Take a note of these. And we’ll use statistics to see how these really are across all logs. I didn’t find a good simple number counter quickly enough so I’m using the modified one as attached. Compile with gcc stat.c -o stat -lm. This should compile on any ansi C compiler. It takes numbers as the input and calculates output when the EOF is reached.

/* stat.c
* This program reads numbers from standard input and outputs
* sum, mean and standard deviation.
*
* Rewritten by Daniel Black of Open Query
*
* To build:
* gcc stat.c -o stat -lm
*
* originally based of:
* http://www.dreamincode.net/forums/topic/138734-sum-mean-median-max-min-standard-deviation-in-c/
*/

#include <stdio.h>
#include <stdlib.h>
#include <math.h>
#include <string.h>

int main(void)
{
long unsigned count = 0;
double sum_sqrs = 0, total = 0, max = 0, min = 0, mean = 0, std_dev = 0, var = 0;
int res = 0;
float tmp;

/* Read inputs from the console window */
res = scanf("%f", &tmp);

if (res == EOF) return 0;
count = 1;
min = max = total = tmp;
sum_sqrs = tmp * tmp;

while(1)
{
res = scanf("%f", &tmp);
if (res == EOF) break;
count += res;

if(tmp < min) min = tmp;
if(tmp > max) max = tmp;

total += tmp;
sum_sqrs += tmp * tmp;
}

printf("Count: %lu\n", count);
printf("Sum of All Values: %.2f: \n", total);

mean = total / count;
printf("Mean of Values: %.2f: \n", mean);

printf("Minimum value entered: %.2f: \n", min);
printf("Maximum value entered: %.2f: \n", max);

var = sum_sqrs / count - mean*mean;
std_dev = sqrt(var);

printf("Standard Deviation: %.2f\n", std_dev);

return 0;
}

So:

fgrep "GET /home" weball.log | cut -f 11 -d ' ' | ./stat
Count: 47438
Sum of All Values: 69947.67:
Mean of Values: 1.47:
Minimum value entered: 0.00:
Maximum value entered: 200.00:
Standard Deviation: 1.83

Assuming this is a normal like distribution 97% of responses will lie within mean + 2* standard deviation so 5.13 seconds. Acceptable? up to you.

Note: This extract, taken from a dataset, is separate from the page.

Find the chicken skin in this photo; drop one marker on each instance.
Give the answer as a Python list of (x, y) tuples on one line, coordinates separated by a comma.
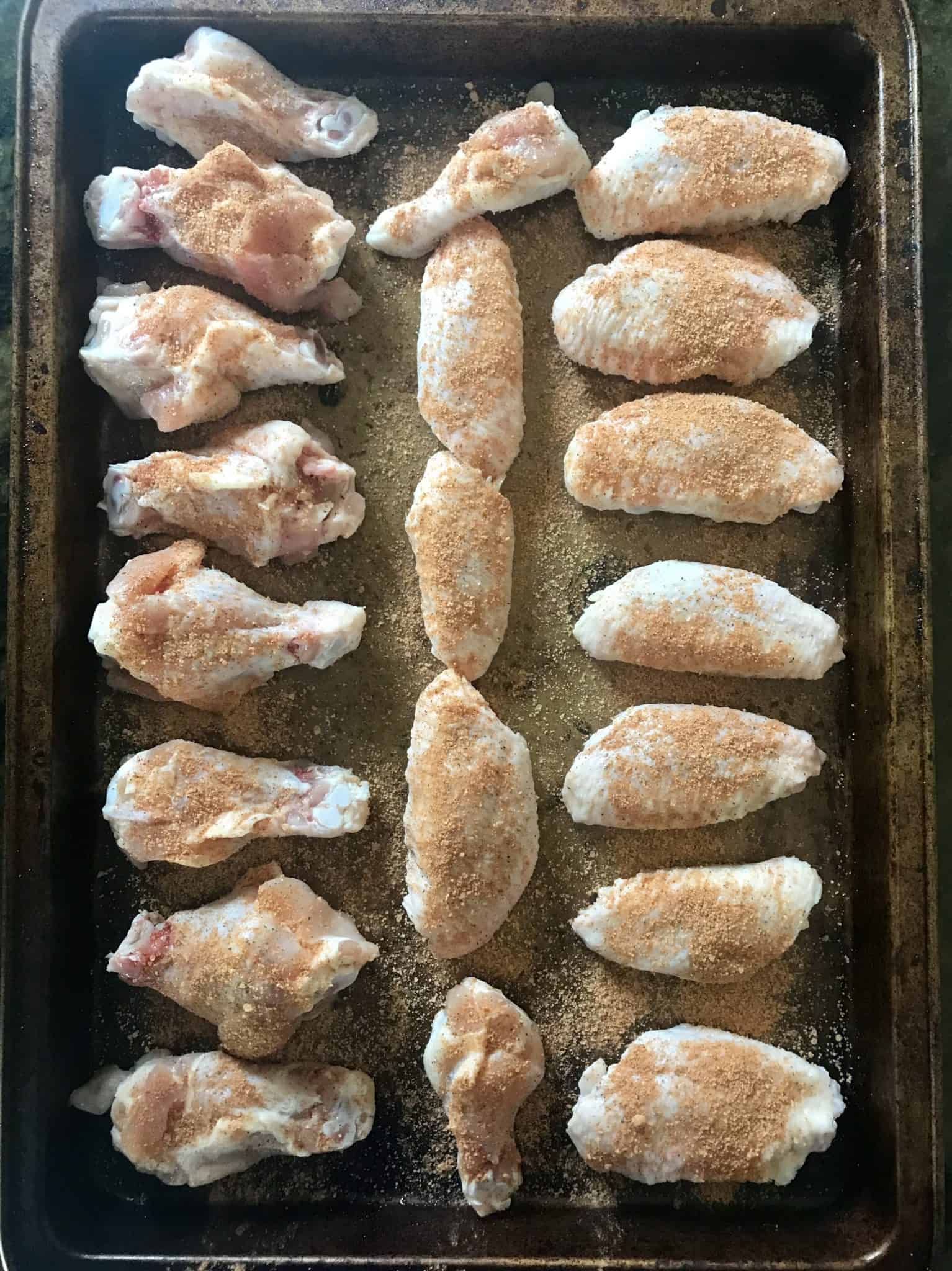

There’s still a 200 second maximum on this. Though there shouldn’t be that many outlying entries we’ll need to look at this to see its significance.

How many took more than 10 seconds?

fgrep 'GET /home' web-access-sorted-time-slowest-40000.log| egrep -v 'HTTP/1\.[01]" [0-9]{3} [0-9]\.' | wc -l

61

So 61 request out of 47438? Using “more” instead of “wc -l” will enable you to see some responses. Sometimes it a property of the dataset that causes these particular pages to be slow so even a particularly low number here may be worth examining.

Repeating the above steps for other URLs is a pretty good way of identifying problem pages by examining the frequency, mean, standard deviation and the business value of the page. So now you just need to dive into the mechanics of the page and work out what’s being slow.

Aside if you’re interested in graphing:

If you want to do XY graphs using the time as a X column I suggest using logmerge’s –tempfile option then:

sed -i -e 's/^\(..............\)_\([^ ]*\)\(.*\)/\1\3/g' logfile

After this and the first column with be a YYYYMMDDHHMMSS time and thus usable on an X axis. I was having trouble using Libreoffice Calc for this on a 2 million line log file though putting the file with a .csv extension helped.